- Brewer, Penobscot County, Maine United States

Information
- School type: Primary school
- Grades: PreK-8
- Capacity: 1,050
- Classrooms: 71
- Area: 156,000 sq ft

= Brewer Community School =

Primary school in Brewer, Maine, United States

The Brewer Community School is a K-8 school in Brewer, Maine, United States and is the largest primary school in the state. It replaces the five elementary and middle schools in the city, which were built as early as the 1920s.

Its 156000 sqft area contains 71 classrooms for up to 1,050 pre-K through 8th-grade students. Each of its five wings, representing parts of Brewer's history, contains two grade levels. The design of each wing is based on its theme. The desk chairs in the River wing are blue; the ceiling in the Ice wing is jagged.
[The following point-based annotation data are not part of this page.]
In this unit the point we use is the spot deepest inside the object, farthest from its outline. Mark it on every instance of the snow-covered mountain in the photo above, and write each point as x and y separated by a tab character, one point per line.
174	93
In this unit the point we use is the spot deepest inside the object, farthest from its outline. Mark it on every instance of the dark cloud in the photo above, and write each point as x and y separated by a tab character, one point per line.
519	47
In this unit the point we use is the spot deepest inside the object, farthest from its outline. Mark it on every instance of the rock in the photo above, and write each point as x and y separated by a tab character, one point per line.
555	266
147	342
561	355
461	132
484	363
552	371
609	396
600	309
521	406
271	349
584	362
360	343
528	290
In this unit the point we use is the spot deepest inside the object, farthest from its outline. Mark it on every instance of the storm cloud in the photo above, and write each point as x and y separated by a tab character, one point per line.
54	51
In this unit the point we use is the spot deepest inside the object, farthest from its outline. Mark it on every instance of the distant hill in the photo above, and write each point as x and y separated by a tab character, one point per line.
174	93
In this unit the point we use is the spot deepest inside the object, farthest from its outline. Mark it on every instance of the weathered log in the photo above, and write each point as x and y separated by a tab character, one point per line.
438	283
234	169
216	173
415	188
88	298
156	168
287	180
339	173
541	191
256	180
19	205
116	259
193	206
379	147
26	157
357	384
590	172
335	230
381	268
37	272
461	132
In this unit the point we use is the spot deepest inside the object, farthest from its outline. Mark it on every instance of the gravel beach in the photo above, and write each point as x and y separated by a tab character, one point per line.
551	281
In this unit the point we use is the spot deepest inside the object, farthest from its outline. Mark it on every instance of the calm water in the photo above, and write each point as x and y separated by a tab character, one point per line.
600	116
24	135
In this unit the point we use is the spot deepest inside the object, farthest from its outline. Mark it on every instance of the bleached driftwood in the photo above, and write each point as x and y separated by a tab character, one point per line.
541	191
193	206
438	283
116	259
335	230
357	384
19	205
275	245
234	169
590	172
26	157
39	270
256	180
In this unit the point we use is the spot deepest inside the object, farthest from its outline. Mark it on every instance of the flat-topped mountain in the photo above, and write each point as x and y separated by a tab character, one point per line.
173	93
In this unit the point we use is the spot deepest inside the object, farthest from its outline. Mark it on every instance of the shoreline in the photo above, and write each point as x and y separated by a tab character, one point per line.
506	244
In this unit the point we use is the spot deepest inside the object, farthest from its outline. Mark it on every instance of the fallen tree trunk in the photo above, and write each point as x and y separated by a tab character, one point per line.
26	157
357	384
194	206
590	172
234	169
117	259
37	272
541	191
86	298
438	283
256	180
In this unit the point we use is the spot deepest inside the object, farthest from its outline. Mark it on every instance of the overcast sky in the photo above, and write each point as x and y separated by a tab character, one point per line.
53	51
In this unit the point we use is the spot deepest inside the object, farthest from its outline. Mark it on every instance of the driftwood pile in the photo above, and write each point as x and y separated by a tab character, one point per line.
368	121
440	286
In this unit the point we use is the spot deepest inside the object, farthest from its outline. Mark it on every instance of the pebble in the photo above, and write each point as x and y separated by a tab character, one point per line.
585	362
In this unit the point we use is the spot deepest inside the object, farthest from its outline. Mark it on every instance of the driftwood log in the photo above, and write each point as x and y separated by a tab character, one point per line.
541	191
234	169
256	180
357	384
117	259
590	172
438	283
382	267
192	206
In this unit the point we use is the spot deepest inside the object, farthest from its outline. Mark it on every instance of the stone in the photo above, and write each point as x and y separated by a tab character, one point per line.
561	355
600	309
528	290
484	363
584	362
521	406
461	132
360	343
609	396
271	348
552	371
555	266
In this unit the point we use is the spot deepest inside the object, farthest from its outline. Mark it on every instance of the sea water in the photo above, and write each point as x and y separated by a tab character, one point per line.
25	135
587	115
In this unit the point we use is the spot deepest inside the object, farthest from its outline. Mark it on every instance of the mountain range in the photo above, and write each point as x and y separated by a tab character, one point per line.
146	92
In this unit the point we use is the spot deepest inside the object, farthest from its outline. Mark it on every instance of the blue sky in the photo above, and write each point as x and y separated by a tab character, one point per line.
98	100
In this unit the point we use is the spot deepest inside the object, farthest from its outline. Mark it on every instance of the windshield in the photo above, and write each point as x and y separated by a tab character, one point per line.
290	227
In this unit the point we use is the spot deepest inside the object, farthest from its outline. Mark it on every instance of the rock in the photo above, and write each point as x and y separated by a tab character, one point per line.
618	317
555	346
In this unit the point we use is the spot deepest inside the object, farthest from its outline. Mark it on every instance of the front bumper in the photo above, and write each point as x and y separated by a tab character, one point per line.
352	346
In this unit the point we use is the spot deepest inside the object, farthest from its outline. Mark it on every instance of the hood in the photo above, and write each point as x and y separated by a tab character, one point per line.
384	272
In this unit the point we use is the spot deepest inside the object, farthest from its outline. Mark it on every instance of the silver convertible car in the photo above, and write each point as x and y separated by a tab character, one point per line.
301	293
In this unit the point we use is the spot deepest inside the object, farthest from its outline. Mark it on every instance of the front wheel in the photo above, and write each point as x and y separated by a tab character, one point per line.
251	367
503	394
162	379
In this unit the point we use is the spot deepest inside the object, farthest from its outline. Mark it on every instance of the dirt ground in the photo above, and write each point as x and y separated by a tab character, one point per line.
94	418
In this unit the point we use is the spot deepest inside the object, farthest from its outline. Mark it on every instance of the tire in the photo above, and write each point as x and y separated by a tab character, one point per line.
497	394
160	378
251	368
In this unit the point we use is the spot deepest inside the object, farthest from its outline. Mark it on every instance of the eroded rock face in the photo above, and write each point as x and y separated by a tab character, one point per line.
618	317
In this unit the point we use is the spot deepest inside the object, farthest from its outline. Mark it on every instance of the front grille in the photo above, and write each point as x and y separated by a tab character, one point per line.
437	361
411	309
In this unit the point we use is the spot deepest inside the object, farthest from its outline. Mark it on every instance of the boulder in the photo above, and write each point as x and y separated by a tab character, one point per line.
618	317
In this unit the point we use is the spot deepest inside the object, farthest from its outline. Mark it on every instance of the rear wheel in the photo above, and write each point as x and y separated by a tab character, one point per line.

There are three playgrounds on the campus, all of which are ADA-compliant. The school includes a 488-seat performing arts center.

The entire campus was built for approximately $33.4 million. Brewer residents authorized the school in 2007, with 85% of the voters in favor. The school was built on the grounds of the Pendleton Street School, which had previously been condemned.

Green design was prominent in the construction. The air circulation recycles heat when possible, and specially-shaped windows, skylights, and solar tubes minimize the use of artificial lighting. Leftover food from the cafeteria will be composted on-site.

The school's name was chosen by the Brewer School District Trustees at a meeting on September 1, 2010.